Indonesia’s controversial ban on mineral ore exports comes into effect
Indonesia, a global leader in exports of mineral resources, has banned its mining companies from selling raw ore abroad. The law, aimed at boosting domestic processing, is likely to cost Jakarta huge short-term revenue losses and cause mass lay-offs.
There also expected global repercussions as the world's biggest exporter of nickel ore, refined tin and thermal coal will curb shipments in an attempt to upgrade the industry, shifting away from selling raw materials by developing domestic processing capacities. Already on Friday the price for nickel rose at the news of reduction in supplies. The rise of 3.6 percent sent the price of a metric ton of ore to $13,784 on the London Metal Exchange.
The government of the Southeast Asian nation originally planned to fully ban exports of raw minerals as well as their concentrates (ores having undergone some processing), but it came up with a last-minute decision to ease the legislation, exempting some of the major miners and allowing exports of concentrates till 2017.

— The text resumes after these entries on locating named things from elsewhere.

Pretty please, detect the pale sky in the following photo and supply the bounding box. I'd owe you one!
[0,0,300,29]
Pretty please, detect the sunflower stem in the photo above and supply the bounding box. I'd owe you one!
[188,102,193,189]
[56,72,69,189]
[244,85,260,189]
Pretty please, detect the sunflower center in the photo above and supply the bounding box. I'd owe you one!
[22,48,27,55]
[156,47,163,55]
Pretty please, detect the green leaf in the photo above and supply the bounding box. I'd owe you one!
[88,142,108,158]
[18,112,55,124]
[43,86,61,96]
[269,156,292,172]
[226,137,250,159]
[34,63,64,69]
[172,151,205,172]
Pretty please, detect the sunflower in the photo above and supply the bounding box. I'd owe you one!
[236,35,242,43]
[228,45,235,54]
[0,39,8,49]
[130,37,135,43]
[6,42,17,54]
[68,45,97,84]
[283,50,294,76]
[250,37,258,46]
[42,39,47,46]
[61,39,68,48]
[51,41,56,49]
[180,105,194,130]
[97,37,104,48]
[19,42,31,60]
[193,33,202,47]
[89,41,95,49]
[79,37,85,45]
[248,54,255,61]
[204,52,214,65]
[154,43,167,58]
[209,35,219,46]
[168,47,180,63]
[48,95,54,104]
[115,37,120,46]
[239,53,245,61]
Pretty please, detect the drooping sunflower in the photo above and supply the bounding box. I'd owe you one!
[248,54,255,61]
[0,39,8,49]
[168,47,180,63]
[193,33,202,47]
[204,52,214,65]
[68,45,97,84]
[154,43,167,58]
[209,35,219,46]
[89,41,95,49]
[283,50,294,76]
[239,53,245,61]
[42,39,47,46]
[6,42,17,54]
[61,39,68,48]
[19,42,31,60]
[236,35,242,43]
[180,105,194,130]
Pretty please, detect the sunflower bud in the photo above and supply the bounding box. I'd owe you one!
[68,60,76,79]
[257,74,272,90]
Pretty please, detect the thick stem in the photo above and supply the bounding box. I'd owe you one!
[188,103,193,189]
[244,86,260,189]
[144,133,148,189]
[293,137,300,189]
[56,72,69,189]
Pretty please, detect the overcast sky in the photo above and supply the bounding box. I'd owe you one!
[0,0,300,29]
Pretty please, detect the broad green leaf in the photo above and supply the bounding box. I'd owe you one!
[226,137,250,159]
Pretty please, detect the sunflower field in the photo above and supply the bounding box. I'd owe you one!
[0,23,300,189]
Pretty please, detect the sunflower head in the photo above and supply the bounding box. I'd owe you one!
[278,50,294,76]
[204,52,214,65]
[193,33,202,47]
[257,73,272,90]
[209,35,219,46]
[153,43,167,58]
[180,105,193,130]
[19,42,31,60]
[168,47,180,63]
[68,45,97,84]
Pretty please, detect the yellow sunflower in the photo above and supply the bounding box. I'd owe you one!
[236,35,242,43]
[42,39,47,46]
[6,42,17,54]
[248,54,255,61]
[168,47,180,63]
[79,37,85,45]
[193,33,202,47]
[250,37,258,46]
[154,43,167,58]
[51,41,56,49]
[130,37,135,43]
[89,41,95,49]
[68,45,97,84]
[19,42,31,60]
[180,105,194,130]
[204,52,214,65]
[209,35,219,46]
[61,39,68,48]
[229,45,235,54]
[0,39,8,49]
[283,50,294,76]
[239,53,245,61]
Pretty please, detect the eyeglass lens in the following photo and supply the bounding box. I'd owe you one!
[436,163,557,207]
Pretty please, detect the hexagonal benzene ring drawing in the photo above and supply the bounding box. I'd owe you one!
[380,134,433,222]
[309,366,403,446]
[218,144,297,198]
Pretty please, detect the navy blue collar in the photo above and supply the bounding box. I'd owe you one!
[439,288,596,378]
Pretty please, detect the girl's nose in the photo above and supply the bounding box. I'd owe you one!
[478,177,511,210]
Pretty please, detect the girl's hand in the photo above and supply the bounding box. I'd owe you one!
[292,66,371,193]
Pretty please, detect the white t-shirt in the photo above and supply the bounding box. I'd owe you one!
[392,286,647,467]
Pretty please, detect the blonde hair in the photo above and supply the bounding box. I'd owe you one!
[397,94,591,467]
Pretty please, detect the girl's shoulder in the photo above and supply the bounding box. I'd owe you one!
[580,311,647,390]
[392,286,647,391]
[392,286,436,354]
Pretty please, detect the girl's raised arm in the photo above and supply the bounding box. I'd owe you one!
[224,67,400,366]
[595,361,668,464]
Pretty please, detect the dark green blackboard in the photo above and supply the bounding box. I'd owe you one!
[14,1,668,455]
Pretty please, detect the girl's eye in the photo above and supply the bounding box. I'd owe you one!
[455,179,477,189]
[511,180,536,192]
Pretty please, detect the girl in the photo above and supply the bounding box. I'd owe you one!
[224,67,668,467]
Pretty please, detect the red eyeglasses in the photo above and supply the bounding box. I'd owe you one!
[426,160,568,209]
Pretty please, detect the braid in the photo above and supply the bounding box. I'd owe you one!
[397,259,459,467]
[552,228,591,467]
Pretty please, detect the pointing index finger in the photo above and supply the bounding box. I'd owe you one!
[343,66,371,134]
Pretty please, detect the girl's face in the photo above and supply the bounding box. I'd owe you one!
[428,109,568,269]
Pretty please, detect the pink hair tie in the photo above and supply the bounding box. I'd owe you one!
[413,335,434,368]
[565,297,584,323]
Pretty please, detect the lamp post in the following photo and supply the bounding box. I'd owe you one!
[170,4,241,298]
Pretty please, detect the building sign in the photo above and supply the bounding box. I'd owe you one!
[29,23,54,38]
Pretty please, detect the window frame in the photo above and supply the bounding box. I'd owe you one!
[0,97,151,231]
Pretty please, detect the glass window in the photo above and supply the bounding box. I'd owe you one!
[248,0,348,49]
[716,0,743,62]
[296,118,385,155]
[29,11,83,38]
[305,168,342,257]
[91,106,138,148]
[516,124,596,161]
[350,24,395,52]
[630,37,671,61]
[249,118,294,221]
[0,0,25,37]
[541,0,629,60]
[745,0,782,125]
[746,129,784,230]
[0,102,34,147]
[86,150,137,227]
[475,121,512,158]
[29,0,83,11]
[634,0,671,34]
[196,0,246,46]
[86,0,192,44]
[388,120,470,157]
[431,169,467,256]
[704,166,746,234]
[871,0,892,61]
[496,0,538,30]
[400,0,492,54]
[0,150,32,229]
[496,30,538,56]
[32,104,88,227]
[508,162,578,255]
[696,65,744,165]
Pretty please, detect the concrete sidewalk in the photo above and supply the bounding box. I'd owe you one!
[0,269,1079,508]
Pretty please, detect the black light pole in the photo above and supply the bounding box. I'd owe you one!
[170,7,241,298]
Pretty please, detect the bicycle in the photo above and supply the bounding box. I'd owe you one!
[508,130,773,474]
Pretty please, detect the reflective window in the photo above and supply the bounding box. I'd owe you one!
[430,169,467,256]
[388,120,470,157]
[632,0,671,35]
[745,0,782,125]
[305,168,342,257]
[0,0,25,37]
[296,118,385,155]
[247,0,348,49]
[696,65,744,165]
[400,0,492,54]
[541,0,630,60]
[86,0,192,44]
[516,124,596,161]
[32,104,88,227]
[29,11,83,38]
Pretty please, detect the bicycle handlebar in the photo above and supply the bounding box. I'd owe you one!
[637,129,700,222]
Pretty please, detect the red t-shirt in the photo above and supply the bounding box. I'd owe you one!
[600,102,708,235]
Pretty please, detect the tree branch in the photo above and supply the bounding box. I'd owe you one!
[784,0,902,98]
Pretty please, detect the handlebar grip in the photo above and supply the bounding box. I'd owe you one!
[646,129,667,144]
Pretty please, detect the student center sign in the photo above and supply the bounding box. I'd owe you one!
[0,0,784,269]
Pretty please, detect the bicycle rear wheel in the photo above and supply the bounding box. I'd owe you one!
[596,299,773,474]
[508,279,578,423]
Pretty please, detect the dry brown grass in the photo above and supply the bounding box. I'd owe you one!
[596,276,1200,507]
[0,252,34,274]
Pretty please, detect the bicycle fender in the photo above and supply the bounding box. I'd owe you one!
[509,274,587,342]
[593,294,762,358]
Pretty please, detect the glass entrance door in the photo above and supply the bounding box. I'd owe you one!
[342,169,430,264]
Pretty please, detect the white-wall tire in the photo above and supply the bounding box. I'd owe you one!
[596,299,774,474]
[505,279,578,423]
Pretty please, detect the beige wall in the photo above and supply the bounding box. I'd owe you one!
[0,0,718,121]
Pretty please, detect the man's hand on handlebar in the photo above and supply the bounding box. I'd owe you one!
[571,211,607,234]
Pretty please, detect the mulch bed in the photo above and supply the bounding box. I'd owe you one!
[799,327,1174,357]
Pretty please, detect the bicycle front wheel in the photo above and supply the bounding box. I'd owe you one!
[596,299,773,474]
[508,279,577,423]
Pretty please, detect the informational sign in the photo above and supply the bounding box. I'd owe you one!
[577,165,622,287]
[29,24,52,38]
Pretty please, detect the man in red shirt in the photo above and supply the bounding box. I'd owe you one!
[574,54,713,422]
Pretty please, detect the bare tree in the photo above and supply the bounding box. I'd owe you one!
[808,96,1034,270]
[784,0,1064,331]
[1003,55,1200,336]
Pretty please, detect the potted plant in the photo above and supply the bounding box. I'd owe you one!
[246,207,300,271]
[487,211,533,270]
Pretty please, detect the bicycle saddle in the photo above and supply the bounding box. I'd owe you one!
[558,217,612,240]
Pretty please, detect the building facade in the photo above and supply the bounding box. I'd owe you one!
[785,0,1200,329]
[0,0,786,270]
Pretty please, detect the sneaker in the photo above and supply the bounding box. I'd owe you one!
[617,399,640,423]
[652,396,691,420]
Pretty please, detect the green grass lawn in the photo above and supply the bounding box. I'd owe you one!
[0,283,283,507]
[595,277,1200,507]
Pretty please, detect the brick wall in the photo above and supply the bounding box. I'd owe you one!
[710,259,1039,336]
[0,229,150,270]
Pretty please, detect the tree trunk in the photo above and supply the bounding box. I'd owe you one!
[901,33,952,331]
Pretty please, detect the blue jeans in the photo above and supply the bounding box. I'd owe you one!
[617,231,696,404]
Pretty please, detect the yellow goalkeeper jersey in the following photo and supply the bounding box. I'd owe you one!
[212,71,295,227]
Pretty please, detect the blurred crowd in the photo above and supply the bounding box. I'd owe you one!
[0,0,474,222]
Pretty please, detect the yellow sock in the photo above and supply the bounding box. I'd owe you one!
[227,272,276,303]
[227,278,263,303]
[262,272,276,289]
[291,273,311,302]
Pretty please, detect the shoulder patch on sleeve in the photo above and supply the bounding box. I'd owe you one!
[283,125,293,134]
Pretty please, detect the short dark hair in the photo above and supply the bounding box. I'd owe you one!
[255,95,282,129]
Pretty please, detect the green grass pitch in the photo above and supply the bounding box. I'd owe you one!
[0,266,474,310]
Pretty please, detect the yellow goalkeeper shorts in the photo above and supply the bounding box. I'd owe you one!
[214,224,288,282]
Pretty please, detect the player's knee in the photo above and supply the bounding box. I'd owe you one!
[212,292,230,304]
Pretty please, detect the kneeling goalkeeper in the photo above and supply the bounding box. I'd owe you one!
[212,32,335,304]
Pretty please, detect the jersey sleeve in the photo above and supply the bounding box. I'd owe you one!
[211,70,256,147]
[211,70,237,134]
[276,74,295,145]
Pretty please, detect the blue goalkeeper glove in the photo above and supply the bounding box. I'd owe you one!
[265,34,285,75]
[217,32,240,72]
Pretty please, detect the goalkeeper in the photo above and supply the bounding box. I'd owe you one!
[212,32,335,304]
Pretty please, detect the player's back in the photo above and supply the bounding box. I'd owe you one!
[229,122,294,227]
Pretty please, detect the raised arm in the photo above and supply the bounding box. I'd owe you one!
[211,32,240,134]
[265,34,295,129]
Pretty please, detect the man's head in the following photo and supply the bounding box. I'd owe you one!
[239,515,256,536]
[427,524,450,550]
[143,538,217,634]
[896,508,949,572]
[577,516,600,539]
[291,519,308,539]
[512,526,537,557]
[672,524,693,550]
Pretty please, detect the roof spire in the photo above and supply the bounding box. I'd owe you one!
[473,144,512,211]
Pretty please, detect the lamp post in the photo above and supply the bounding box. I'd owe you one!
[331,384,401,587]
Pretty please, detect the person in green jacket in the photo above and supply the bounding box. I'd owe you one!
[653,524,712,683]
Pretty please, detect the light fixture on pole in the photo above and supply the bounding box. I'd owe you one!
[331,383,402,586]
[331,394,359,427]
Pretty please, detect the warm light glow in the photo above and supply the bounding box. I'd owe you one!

Nevertheless, all raw ores are banned for overseas shipments.
"Starting from 00:00, January 12, 2014, the export of ore is prohibited,'' Energy and Mineral Resources Minister Jero Wacik said, as cited by AP.
The 66 companies exempt from the export ban include US mining giants, Freeport McMoRan, Copper & Gold and Newmont Mining Corp. They have been allowed to continue shipments on condition they’ll build smelters in the near future.
The less lucky ones are over a hundred of smaller local miners, who don’t have the resources to follow suit and modernize their companies to comply with the new law.
The prospect for the ban has already led to many of them halting their operations and laying off staff.
The National Mine Workers Union had warned the government against enforcing the new legislation before it came into effect.
"We call on all mining workers to prepare to go on the streets and swarm the presidential palace if the government goes ahead with the implementation of the ban," said a Union official, Juan Forti Silalahi, as cited by Reuters.
Government officials have argued developing more smelting capacities at Indonesian mines would in fact create more jobs.
Whatever positive effects the ban might bring about, they won’t be felt at once. This year will, according to Indonesian officials, see the country’s export revenues dip by about 10 trillion rupiah ($833 million).